Russia to vote in regional polls with neutered opposition

Dunya News

Voters in 42 regions will elect governors and lawmakers for regional and city assemblies

MOSCOW (AFP) - Russians will vote Sunday in a regional election expected to yield few surprises, with the country s liberal opposition only able to field a handful of candidates.

Voters in 42 regions will elect governors and lawmakers for regional and city assemblies, and in some cases will cast ballots for both.

Experts say the vote has already been manipulated by the Kremlin, which has stopped opposition candidates from standing, or if they have managed to stand, has blocked them from access to the media.

"It s impossible to say that there won t be mass vote rigging, but it won t be ubiquitous because the ballots have already been neutered," said Andrei Buzin of the Golos election monitoring group.

By Thursday, Golos had already received reports of more than 700 suspected cases of electoral fraud from around the country.

"This is the first time there has been so much vote rigging before the elections.

"They have replaced the real opposition with a second-rate opposition that s easy to control," said Andrei Nechayev, a former economy minister, whose Citizen s Initiative movement failed to register a single candidate.

The elections come as Russians feel the pinch from the ruble s depreciation as oil prices fall and a lengthy economic slump shows little sign of easing -- all of which has done little to reduce the popularity of President Vladimir Putin.

 

-  The controllable opposition  -

"The regional authorities feel in danger at every election and this time, seeing the social situation, they have decided to minimise the risks and hence the contest," said political analyst Dmitry Oreshkin from the Moscow-based Merkator think tank.

"They ve let the controllable opposition stand -- the Communists, the Liberal Democratic Party (nationalists) -- but not the liberal opposition."

After the mass protests over the rigged parliamentary elections of 2011, the Kremlin sent out a message to halt blatant ballot-box stuffing, but local authorities may still resort to such techniques, Buzin said.

The only place where RPR-Parnas -- an anti-Kremlin coalition whose leaders include charismatic whistleblower Alexei Navalny and former prime minister Mikhail Kasyanov -- has been allowed to run is the Kostroma region, a rural backwater some 350 kilometres (215 miles) northeast of Moscow.

The party has fielded a slate of two candidates in Kostroma, while 11 other liberal opposition candidates are running as independents in other regions.

An eloquent lawyer who has denounced the ruling United Russia party as full of "swindlers and thieves", Navalny has fearlessly exposed the hidden wealth of government officials, most recently the $620,000 (554,000 euro) watch owned by Putin s spokesman.

A key figure in mass opposition protests against Putin, Navalny was not allowed to stand as a candidate because he has twice been given suspended sentences for fraud in trials denounced by him and his supporters as politically-motivated.

 

-  Sophisticated political game  -

During the campaign, one of RPR-Parnas  candidates in Kostroma, Ilya Yashin, was briefly detained and a volunteer was beaten up.

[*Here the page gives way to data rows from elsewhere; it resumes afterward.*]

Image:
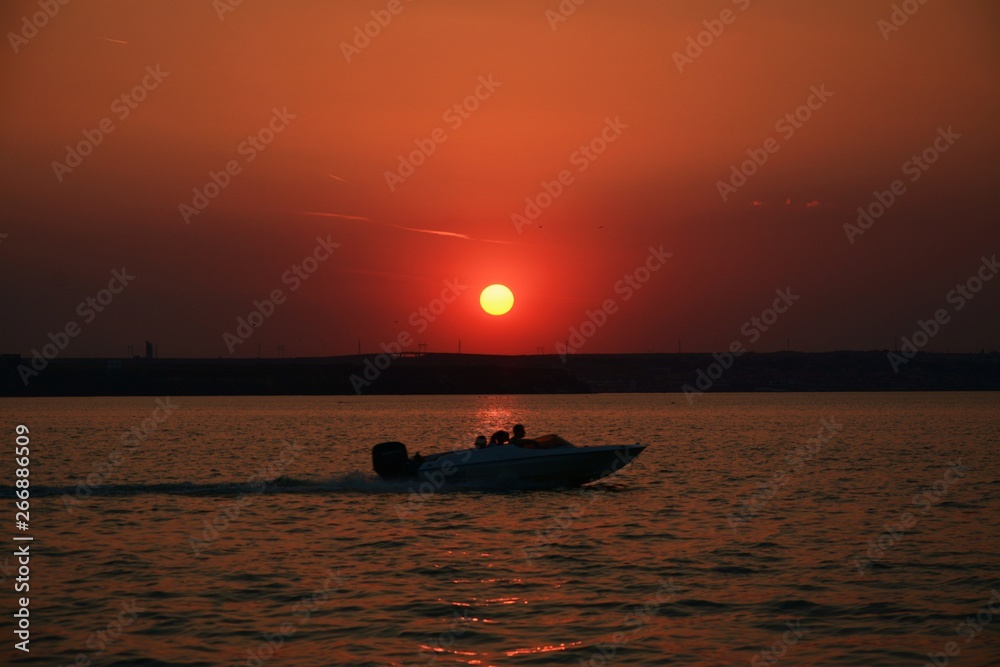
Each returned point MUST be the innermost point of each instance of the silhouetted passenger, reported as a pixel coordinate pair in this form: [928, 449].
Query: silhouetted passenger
[520, 440]
[499, 438]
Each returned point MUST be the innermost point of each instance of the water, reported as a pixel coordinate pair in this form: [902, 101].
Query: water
[731, 535]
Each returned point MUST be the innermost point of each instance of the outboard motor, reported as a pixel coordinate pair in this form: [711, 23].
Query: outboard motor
[391, 460]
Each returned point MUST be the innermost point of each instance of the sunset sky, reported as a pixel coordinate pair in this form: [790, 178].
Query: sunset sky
[309, 118]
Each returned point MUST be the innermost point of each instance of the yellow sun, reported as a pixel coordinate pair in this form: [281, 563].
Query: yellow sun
[496, 299]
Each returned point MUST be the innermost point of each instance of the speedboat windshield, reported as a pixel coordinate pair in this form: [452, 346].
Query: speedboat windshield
[551, 441]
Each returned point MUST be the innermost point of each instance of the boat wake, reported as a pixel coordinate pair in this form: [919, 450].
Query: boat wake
[351, 482]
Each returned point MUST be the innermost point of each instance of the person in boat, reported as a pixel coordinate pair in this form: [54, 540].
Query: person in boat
[499, 438]
[519, 438]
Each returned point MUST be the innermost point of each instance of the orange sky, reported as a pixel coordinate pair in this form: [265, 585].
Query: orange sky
[550, 92]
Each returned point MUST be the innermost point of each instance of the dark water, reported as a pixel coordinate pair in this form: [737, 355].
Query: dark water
[795, 529]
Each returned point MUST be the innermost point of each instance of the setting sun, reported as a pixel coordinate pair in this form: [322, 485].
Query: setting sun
[496, 299]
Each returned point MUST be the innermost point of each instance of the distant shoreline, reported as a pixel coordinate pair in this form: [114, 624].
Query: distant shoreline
[442, 373]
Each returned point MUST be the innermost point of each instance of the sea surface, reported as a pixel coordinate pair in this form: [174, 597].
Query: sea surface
[756, 529]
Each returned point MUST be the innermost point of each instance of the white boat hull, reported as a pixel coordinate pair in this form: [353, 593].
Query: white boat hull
[515, 467]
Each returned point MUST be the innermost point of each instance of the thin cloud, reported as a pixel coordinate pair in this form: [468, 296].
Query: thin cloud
[341, 216]
[416, 230]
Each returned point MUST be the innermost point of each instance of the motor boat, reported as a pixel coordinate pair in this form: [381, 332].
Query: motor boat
[545, 462]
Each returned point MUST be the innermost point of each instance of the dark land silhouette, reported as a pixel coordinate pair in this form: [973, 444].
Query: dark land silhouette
[490, 374]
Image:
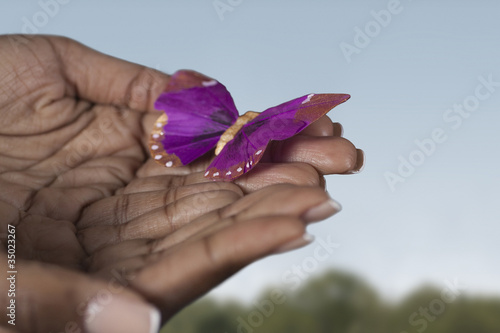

And last week, a television channel accused Navalny of holding a secret meeting with a top US official, a charge he roundly denied.

RPR-Parnas is the "only party that is able and ready to challenge the mafioso authorities that are in charge now, in the country and in Kostroma region," Navalny said during a televised debate.

"The most important thing that a responsible voter who believes in Russia can do, is come to the polls and vote against United Russia," he said.

Navalny s coalition had been allowed to stand in the Kostroma region as a concession to the opposition, Oreshkin said.

"Letting the opposition campaign in Kostroma is a sophisticated political game on the part of the Kremlin, but this remains an experiment that is absolutely under control," he said.

A survey by state pollster VTsIOM on Monday found that 44 percent of voters in Kostroma planned to vote for United Russia, while one percent planned to vote for RPR-Parnas.

The opposition has already called for a mass protest over the elections on September 20.